Quel message aimeriez-vous faire passer à la médecine générale en matière de vaccination ?

Il faut rappeler à nos confrères que 90 % de la décision d’un patient dépend du médecin généraliste, auquel il fait confiance. Et pour être convaincant, le médecin doit être convaincu. Il doit principalement pouvoir expliquer l’objectif de la vaccination et ne pas la reporter. Les études montrent en effet qu’un vaccin reporté est un vaccin souvent perdu. Egalement, si le médecin ne connaît pas le statut vaccinal d’un patient, il ne doit pas hésiter à faire tout de même un rappel. Mieux vaut un vaccin en plus qu’un vaccin en moins dans le schéma vaccinal. Merci aux médias de relayer nos messages de prévention, ils sont un tuteur indispensable !

Sandrine Guinot-Mosetti

* Virus respiratoire syncytial

Chiffres et dates clés du pneumocoque

• 1re cause infectieuse de mortalité chez l’enfant à l’échelle mondiale : plus de 800 000 décès d’enfants de moins de 5 ans chaque année, dont 1 décès sur 10 attribué à la méningite (selon l’OMS*).
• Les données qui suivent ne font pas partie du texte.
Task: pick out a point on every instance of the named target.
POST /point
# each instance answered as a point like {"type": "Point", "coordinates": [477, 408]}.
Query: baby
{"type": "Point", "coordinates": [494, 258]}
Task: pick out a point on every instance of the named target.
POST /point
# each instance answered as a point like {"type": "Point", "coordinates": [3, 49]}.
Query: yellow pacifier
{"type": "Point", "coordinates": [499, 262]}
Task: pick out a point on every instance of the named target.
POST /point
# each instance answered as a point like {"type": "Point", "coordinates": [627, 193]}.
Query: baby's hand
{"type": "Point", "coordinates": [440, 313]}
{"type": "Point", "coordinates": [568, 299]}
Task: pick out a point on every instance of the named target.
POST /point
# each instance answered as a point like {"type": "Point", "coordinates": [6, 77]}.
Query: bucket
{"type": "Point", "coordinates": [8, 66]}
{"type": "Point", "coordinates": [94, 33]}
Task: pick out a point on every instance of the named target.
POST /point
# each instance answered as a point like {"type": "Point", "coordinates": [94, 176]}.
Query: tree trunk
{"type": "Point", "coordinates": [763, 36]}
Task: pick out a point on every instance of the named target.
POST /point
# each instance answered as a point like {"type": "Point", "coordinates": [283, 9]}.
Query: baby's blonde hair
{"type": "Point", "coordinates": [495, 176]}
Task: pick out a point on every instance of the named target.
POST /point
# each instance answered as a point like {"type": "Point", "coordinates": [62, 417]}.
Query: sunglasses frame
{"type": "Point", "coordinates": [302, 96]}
• 1re cause de pneumonie bactérienne communautaire et de méningite de l’adulte.

• 7,6 cas d’infection à pneumocoque pour 100 000 habitants tous âges confondus en France en 2022 (réseau Epibac).

• 1er janvier 2018 : vaccination contre le pneumocoque obligatoire en France dès l’âge de 2 mois chez tous les nourrissons nés depuis cette date.

• Avril 2024 : simplification du schéma de vaccination en France chez les adultes à risque.

Source : Santé publique France.

* OMS : Organisation mondiale de la Santé.


Article extrait du dossier Grand Angle spécial Journée mondiale de la Pneumonie réalisé par CommEdition, parution dans Le Monde daté du 13 novembre 2024.